De plus, peu importe les prétentions d’Uber au sujet des antécédents criminels de ses chauffeurs, un fait demeure : Uber n’ouvre pas les livres. Autrement dit, Uber affirme qu’il vérifie, mais il n’en donne pas la preuve aux autorités. Sans cette preuve donnée à une autorité externe, comment les clients peuvent-ils être certains qu’il ne s’agit pas tout simplement d’une supercherie? Les vrais taxis doivent montrer patte blanche à la police. C’est la police qui énonce la probité du chauffeur, pas une entreprise qui est clairement en conflit d’intérêts.

http://www.lapresse.ca/actualites/montreal/201501/21/01-4837066-uberx-instaure-des-inspections-mecaniques-obligatoires.php

Récemment, Uber Québec disait que les véhicules utilisés pour UberX sont vérifiés par des garagistes « en 20 minutes pour 30 $ ». Tous les chauffeurs de taxi du Québec ont ri devant cette affirmation. Les vrais taxis sont inspectés à tous les six mois pour 65 $, par un garage certifié. Nous aimerions bien connaître ces garagistes dont Uber parle qui font de réelles inspections pour 30 $.

Encore ici, on nage clairement en plein conflit d’intérêts. Comment Uber peut-il prétendre de la probité de ses véhicules, si ses garagistes ne sont pas imputables de leurs inspections?

 

UberX va créer de l’emploi? FAUX

Si plus de gens peuvent être tentés de faire du transport illégal de personnes via UberX, le nombre de clients, quant à lui, n’est pas altéré par l’arrivée d’un nouveau service. C’est comme si, parce qu’on ouvre une nouvelle station-service, il y avait soudainement plus de voitures sur la route. Ce genre de raisonnement, de « pensée magique », ne tient pas la route.

Selon nous, l’arrivée d’UberX ne fait que déshabiller Jean pour habiller Paul. Dans les faits, on enlève des courses aux vrais taxis légaux, pour les donner à des chauffeurs de taxi illégaux. C’est tout. Il n’y a dans ce contexte qu’un déplacement des transactions légales vers l’illégalité.
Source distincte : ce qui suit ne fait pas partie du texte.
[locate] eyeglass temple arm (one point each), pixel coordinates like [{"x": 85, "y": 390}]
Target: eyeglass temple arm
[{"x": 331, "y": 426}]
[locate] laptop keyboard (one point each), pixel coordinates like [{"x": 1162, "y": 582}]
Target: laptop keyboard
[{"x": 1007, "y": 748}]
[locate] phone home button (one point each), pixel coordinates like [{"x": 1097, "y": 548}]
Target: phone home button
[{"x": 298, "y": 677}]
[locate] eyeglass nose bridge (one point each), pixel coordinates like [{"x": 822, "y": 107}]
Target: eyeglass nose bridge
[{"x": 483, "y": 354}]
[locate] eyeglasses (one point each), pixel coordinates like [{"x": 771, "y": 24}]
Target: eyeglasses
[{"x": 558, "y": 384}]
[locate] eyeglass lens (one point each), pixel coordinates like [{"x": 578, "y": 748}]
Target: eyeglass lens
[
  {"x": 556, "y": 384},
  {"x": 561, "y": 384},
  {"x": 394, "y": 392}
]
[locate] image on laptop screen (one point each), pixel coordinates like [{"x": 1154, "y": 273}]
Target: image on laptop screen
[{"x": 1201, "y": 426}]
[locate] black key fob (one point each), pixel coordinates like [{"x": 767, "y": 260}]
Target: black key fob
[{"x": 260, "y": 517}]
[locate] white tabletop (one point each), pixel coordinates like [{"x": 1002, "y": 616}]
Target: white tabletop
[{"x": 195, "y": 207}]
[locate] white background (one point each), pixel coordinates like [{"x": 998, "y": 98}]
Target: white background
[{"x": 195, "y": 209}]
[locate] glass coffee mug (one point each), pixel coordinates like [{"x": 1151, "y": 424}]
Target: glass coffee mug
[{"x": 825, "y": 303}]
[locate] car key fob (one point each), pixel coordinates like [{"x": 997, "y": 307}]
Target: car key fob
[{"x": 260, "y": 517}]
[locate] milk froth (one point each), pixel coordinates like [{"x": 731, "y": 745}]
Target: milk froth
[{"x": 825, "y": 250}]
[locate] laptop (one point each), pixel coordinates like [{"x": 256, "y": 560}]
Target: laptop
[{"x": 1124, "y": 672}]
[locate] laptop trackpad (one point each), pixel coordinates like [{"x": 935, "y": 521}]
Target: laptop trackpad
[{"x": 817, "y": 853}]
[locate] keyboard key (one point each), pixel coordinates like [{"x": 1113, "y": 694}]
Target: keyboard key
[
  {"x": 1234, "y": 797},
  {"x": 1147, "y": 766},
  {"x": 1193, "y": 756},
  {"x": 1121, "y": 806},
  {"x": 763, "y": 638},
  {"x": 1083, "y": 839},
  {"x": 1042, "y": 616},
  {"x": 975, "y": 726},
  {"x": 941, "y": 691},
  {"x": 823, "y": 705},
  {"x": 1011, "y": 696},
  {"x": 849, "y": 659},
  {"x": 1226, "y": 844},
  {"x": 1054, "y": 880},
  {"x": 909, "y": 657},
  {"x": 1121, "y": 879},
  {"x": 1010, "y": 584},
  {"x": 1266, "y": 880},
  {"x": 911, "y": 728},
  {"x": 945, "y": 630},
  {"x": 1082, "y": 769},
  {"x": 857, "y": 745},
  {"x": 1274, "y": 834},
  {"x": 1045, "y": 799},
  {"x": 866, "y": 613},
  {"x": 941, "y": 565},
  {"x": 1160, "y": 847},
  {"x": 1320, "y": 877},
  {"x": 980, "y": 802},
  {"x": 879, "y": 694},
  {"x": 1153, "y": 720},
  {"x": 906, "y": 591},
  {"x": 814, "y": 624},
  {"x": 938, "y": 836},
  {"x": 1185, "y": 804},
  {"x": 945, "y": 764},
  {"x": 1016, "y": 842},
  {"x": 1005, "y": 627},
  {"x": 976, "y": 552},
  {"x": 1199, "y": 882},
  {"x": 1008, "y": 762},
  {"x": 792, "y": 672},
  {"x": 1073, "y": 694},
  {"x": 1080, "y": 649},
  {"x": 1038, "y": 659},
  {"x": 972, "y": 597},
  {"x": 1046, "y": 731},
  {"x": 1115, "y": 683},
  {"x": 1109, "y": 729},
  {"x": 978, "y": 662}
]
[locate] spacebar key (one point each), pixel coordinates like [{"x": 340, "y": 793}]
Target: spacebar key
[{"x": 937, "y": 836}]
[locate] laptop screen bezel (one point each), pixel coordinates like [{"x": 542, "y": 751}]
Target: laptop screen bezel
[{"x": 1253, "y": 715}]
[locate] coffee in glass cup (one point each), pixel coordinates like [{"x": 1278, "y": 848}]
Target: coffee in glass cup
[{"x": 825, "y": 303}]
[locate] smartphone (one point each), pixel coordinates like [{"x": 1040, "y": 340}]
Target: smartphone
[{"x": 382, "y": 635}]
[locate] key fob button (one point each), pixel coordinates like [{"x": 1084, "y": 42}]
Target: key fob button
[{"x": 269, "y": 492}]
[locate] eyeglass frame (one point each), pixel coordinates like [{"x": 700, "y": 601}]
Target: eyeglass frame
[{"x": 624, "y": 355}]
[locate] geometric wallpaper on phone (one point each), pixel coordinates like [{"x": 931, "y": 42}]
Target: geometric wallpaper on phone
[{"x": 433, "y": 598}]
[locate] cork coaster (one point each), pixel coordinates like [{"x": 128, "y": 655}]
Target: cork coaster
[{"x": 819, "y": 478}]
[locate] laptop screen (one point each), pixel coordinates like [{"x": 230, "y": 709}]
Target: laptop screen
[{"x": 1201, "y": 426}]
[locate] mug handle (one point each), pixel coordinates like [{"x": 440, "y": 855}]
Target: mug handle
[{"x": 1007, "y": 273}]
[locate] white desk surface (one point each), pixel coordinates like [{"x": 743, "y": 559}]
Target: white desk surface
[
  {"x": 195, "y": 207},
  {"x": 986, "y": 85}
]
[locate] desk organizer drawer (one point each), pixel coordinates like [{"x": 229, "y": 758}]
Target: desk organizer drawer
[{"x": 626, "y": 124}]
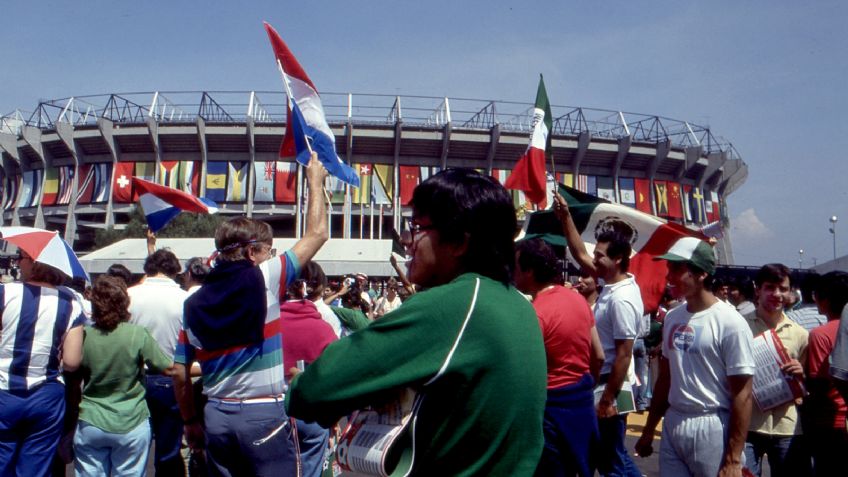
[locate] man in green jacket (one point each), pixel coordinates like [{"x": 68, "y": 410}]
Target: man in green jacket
[{"x": 469, "y": 346}]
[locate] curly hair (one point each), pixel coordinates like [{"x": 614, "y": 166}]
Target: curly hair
[{"x": 109, "y": 302}]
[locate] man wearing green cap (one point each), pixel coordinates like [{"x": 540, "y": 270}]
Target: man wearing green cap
[{"x": 704, "y": 384}]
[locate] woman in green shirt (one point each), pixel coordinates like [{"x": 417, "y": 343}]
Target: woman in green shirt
[{"x": 113, "y": 434}]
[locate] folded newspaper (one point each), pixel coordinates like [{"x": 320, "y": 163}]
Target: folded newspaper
[
  {"x": 378, "y": 441},
  {"x": 771, "y": 387}
]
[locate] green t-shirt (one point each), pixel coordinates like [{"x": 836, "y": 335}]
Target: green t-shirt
[
  {"x": 113, "y": 366},
  {"x": 472, "y": 349}
]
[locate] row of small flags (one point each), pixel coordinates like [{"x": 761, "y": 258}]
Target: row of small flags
[{"x": 275, "y": 182}]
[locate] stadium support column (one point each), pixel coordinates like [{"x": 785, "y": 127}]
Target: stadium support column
[
  {"x": 396, "y": 168},
  {"x": 494, "y": 139},
  {"x": 583, "y": 141},
  {"x": 201, "y": 139},
  {"x": 251, "y": 171},
  {"x": 663, "y": 148},
  {"x": 346, "y": 208},
  {"x": 153, "y": 130},
  {"x": 66, "y": 134},
  {"x": 9, "y": 143},
  {"x": 623, "y": 149},
  {"x": 32, "y": 136},
  {"x": 106, "y": 127}
]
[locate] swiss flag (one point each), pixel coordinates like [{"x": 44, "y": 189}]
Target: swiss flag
[{"x": 122, "y": 190}]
En fait, comme UberX conserve 20 % du prix des courses, et qu’on peut croire légitimement que cet argent sort du pays, on parlerait plutôt d’une perte économique importante, autant en dollars qu’en emplois perdus.

 

UberX offre des assurances? FAUX

 http://ici.radio-canada.ca/regions/ontario/2015/08/19/004-uber-assurance-accident.shtml

http://ici.radio-canada.ca/regions/ontario/2015/07/30/008-uber-assurance-ontario.shtml

http://argent.canoe.ca/nouvelles/uber-les-assurances-sont-essentielles-pour-agir-comme-chauffeur-22122014

Bien qu’Uber affirme avoir des assurances pour couvrir ses courses, la réalité tend à démontrer le contraire. Comment peut-on assurer ce qui est illégal? Le Bureau d’assurance du Canada et l’Autorité des marchés financiers ont tous les deux affirmé publiquement que les chauffeurs d’UberX, pour être capables de protéger leurs clients, devaient avoir une assurance commerciale. Un analyste de Toronto estime le coût de cette assurance à 23 000 $ par année.

Dans les faits, présentement, il n’existe aucune assurance au Québec qui puisse couvrir les chauffeurs d’UberX, peu importe ce qu’on vous en dit.